Answer: They are on the DMZ as a tripwire to bring us, from the first day of fighting, into a new land war in Asia that many American strategists believe we should never again fight.

Consider Central Asia. By pushing to bring Ukraine and Georgia into NATO, and building air bases in nations that were republics of the Soviet Union two decades ago, the United States generated strategic blowback.


China and Russia, though natural rivals and antagonists, joined with four Central Asian nations in a Shanghai Cooperation Organization to expel U.S. military power from a region that is their backyard, but is half a world away from the United States.

Solution: The United States should inform the SCO that when the Afghan war is over we will close all U.S. military bases in Central Asia. No U.S. interest there justifies a conflict with Russia or China.

Indeed, a Russia-China clash over influence and resources in the Far East and Central Asia seems inevitable. Let us get out of the way.

But it is in Europe that America may find the greatest savings.

During the Cold War, 300,000 U.S. troops faced hundreds of thousands of Soviet troops from northern Norway to Central Germany to Turkey. But not only are there no Russian troops on the Elbe today, or surrounding West Berlin, they are gone from Germany, Hungary, the Czech Republic, Slovakia, Bulgaria, Romania, Moldova, Poland, Lithuania, Latvia and Estonia. Between Russia and Poland lie Belarus and Ukraine. Moscow no longer even has a border with Turkey.

Why, when NATO Europe has two nuclear powers and more than twice the population of a Russia whose own population has shrunk by 8 million in 20 years and is scheduled to shrink by 25 million more by 2050, does Europe still need U.S. troops to defend it?

She does not.

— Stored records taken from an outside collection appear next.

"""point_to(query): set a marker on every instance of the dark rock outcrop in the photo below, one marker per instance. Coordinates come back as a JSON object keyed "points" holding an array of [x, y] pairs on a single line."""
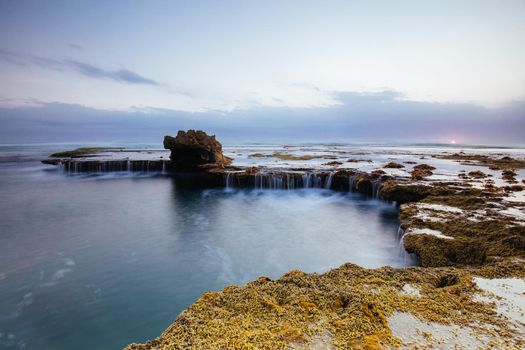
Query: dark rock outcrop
{"points": [[194, 149]]}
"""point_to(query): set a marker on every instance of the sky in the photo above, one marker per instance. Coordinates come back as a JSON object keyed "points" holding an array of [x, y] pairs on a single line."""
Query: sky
{"points": [[276, 71]]}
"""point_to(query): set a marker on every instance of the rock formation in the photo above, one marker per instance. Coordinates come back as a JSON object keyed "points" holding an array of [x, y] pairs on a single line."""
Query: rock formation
{"points": [[194, 149]]}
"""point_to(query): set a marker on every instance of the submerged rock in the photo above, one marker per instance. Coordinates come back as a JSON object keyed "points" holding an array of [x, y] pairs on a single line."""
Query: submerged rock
{"points": [[194, 149]]}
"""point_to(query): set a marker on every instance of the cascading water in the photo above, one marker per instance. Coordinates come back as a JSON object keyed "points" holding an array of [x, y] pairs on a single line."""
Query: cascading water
{"points": [[376, 186], [351, 181], [328, 183], [228, 181], [102, 166]]}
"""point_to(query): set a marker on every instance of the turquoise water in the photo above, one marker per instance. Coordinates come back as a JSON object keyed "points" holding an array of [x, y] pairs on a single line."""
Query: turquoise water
{"points": [[97, 262]]}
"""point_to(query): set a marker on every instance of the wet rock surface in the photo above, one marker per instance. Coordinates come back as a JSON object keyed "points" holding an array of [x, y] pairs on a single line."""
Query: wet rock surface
{"points": [[346, 308], [194, 149], [468, 226]]}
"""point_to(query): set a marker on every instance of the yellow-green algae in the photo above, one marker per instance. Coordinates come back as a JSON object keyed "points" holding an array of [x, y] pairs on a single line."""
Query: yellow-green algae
{"points": [[347, 306]]}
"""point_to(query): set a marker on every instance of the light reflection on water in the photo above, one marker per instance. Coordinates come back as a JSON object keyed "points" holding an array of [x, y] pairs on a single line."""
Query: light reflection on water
{"points": [[89, 262]]}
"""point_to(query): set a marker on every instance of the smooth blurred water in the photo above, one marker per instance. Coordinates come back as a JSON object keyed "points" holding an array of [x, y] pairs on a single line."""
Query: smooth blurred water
{"points": [[97, 262]]}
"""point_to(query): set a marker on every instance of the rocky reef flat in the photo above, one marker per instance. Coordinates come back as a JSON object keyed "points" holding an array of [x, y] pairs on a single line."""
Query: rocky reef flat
{"points": [[462, 213]]}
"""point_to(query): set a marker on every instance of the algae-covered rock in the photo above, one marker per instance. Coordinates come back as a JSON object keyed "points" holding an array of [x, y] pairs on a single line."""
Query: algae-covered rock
{"points": [[346, 308], [403, 193], [422, 170]]}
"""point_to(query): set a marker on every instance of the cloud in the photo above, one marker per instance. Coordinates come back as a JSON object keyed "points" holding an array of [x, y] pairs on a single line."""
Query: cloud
{"points": [[76, 47], [379, 117], [86, 69], [121, 75]]}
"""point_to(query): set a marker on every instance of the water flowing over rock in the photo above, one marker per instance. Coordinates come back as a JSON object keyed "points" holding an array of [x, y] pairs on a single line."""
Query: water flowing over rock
{"points": [[194, 149]]}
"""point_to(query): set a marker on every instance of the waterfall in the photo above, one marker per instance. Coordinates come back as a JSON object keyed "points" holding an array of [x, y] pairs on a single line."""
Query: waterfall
{"points": [[102, 166], [351, 181], [328, 183], [376, 186], [228, 180]]}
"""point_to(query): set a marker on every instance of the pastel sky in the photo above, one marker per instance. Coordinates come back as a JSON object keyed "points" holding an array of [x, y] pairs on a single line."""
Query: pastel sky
{"points": [[229, 64]]}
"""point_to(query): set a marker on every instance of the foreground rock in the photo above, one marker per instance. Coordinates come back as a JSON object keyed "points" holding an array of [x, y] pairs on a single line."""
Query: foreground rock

The Europeans are freeloading, as they have been for years, preserving their welfare states, skimping on defense and letting Uncle Sam carry the hod.

In the Panetta budgets, America will still invest more in defense than the next 10 nations combined and retain sufficient power to secure, with a surplus to spare, all her vital interests.

But we cannot forever be first responder for scores of nations that have nothing to do with our vital interests. As Frederick the Great observed, "He who defends everything defends nothing."